All that did not quite prepare me for my first proper visit to Kwahu Abetifi for a funeral. The sight of the town’s picturesque brown brick Presbyterian church, enveloped in the woolly morning mist, is forever burned in my memory.
For many years, it has been known that the Kwahus are rather particular about Easter and place a far bigger premium on it than Christmas.
This was way before the Kwahu ridge became known as a high-end, glitzy, high entertainment destination - a local Las Vegas, if you like.
Rummaging through Facebook the other day,I came across an interesting article extract credited to a Jesse Kwadwo Owusu Ampah of the Kwahu Historical Society on how it all came about.
He explains that “…to begin with Kwahu Easter is, first of all, not Kwahu’s traditional festival. Kwahu, just like many Akan tribes, celebrates Akwasidae – which is Kwahu’s transitional festival.
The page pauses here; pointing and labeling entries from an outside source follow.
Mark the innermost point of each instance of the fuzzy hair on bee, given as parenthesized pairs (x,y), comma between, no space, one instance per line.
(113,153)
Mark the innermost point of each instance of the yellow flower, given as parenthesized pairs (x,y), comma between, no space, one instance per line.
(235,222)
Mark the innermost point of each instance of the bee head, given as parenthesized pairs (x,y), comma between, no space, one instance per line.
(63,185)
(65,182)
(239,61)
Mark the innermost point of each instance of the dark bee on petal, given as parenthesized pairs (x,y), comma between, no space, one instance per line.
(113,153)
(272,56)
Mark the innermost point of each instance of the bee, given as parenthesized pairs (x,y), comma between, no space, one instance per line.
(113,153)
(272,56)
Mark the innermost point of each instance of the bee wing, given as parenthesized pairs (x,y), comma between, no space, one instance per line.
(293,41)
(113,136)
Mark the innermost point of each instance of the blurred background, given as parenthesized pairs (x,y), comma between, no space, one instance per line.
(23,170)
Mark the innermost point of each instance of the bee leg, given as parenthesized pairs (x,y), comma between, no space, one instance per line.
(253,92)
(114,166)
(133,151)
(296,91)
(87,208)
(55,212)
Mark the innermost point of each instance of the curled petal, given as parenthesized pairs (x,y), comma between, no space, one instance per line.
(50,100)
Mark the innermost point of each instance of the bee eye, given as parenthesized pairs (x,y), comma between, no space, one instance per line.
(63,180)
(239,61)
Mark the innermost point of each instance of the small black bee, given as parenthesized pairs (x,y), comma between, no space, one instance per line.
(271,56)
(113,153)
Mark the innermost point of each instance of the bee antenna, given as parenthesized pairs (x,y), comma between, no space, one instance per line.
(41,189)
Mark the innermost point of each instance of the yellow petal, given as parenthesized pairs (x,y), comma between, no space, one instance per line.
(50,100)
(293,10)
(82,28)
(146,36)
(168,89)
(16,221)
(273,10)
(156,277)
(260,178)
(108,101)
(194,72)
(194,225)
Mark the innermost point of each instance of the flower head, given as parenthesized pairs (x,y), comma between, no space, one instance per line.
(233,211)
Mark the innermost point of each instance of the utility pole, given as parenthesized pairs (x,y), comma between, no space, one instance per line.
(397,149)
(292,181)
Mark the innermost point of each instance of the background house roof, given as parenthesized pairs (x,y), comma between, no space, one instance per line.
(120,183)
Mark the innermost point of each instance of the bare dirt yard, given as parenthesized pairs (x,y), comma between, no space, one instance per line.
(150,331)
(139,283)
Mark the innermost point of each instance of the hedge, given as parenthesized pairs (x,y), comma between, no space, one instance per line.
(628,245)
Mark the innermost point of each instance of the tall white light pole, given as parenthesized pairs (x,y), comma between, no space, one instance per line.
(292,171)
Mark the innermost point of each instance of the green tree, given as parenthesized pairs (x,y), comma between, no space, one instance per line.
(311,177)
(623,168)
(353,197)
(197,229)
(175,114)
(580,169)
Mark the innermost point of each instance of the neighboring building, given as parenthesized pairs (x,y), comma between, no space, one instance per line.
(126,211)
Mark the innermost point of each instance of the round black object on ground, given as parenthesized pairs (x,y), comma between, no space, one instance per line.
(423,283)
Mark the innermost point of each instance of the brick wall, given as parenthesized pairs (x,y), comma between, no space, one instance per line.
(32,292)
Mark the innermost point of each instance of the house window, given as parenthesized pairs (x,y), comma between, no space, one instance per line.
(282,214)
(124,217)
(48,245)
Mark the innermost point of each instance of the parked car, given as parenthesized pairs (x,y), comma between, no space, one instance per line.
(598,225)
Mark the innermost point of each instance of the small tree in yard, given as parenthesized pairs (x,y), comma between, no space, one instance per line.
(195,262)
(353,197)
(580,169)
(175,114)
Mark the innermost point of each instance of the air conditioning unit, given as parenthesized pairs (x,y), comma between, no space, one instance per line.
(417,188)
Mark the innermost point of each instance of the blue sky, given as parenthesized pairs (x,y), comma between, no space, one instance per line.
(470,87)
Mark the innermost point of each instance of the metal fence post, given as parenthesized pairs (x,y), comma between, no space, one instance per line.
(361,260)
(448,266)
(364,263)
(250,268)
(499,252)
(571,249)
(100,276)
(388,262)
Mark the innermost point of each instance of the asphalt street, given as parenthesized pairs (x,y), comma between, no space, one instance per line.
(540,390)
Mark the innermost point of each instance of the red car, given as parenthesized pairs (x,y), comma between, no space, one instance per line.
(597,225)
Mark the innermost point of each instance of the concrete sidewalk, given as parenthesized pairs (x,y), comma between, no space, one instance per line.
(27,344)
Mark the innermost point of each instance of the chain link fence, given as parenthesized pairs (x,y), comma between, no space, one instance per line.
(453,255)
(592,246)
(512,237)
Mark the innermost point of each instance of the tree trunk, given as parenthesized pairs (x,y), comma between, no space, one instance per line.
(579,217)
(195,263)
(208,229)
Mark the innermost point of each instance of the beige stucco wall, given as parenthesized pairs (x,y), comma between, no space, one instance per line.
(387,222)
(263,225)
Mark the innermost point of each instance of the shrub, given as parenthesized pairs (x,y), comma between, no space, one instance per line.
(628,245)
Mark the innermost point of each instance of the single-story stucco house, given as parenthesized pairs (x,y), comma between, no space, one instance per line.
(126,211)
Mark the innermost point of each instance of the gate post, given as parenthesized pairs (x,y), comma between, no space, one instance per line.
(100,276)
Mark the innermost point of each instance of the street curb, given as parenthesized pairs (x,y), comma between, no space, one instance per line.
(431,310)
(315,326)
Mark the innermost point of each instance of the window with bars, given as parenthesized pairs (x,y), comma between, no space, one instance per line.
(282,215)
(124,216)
The Easter festivities in Kwahu can best be described as a homecoming for Kwahus…especially those in Accra.”
He explains that with their known reputation as traders and businessmen and their huge concentration in Accra, they were loathe to take time off during the Christmas festive period to go back and see their families up the mountain when sales were booming in the capital.
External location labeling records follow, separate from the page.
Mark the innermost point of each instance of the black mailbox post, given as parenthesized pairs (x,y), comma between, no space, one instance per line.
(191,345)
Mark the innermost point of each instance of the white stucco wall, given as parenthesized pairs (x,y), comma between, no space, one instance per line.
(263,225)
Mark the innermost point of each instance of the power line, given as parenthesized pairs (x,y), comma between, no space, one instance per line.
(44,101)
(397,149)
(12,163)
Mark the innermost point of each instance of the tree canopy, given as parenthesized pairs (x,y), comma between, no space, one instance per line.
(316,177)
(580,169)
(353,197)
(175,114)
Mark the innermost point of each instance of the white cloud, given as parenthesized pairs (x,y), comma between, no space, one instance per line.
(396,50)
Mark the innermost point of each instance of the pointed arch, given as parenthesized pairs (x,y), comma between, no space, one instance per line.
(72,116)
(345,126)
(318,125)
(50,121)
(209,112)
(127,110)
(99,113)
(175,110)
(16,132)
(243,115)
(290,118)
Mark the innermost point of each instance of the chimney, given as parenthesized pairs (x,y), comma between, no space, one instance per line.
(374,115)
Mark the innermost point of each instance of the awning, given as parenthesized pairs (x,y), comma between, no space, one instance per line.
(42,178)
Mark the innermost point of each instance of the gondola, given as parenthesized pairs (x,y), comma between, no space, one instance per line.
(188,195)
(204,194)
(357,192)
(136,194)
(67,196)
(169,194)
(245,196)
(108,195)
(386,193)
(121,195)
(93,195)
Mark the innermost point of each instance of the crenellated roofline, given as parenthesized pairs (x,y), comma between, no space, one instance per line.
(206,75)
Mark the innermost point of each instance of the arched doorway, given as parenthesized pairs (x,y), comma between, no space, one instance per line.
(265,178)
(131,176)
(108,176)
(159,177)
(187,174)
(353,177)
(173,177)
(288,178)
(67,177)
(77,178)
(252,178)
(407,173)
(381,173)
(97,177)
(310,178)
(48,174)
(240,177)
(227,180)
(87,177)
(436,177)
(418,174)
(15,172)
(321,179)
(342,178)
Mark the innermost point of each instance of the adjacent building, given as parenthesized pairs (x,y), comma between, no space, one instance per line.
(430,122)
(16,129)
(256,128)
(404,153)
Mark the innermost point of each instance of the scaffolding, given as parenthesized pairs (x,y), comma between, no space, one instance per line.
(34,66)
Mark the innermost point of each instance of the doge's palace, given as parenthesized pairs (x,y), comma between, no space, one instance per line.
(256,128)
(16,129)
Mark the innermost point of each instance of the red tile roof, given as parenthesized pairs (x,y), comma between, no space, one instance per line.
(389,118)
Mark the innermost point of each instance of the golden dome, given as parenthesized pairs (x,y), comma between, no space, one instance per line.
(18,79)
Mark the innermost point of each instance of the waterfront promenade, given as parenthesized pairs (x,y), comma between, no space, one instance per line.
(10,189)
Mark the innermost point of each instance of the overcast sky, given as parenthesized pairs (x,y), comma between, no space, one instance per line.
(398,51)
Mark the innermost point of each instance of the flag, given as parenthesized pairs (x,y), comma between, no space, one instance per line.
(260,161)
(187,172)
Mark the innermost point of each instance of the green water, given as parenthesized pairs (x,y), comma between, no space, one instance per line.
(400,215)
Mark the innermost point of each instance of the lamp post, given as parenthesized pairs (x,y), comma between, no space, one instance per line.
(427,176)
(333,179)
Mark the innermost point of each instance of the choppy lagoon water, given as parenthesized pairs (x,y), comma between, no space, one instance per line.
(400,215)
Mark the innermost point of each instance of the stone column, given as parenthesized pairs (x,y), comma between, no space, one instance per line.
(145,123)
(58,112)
This meant that the only reasonable lull for them was during the Easter break, when business was less brisk.
Mr Ampah continues, “It was during these visits in the Easter holidays that propelled the Kwahu Easter phenomenon. They would often visit the mountains with friends from Accra and other parts of the country. It became somewhat customary that often colleagues in Accra would join the Kwahus to visit their families, so that they could catch glimpse and experience their bespoke natural, tourist sites as well as the chilly weather. A move that friends from other parts of the country, especially Accra, deemed it as a break out from the bustling and hustling of the city.
“It was not surprising that later on it became an annual homecoming for them to return home within the Easter season for family and community meetings in Kwahu. This has been sustained to date among the Kwahus and other Ghanaians and even foreigners who troop in to the chilly mountains for their revelling moments during the Easter holidays.
“Over the years, the holidays on the Kwahu mountains have become more interesting with the introduction of the Paragliding event. This feature was introduced in 2005 to complement the holidays. International pilots come from other parts of the globe to fly parachutes at the Odweanoma Paragliding site to mainland Nkawkaw. This in particular has given Kwahu Easter a global prominence”, the writer states.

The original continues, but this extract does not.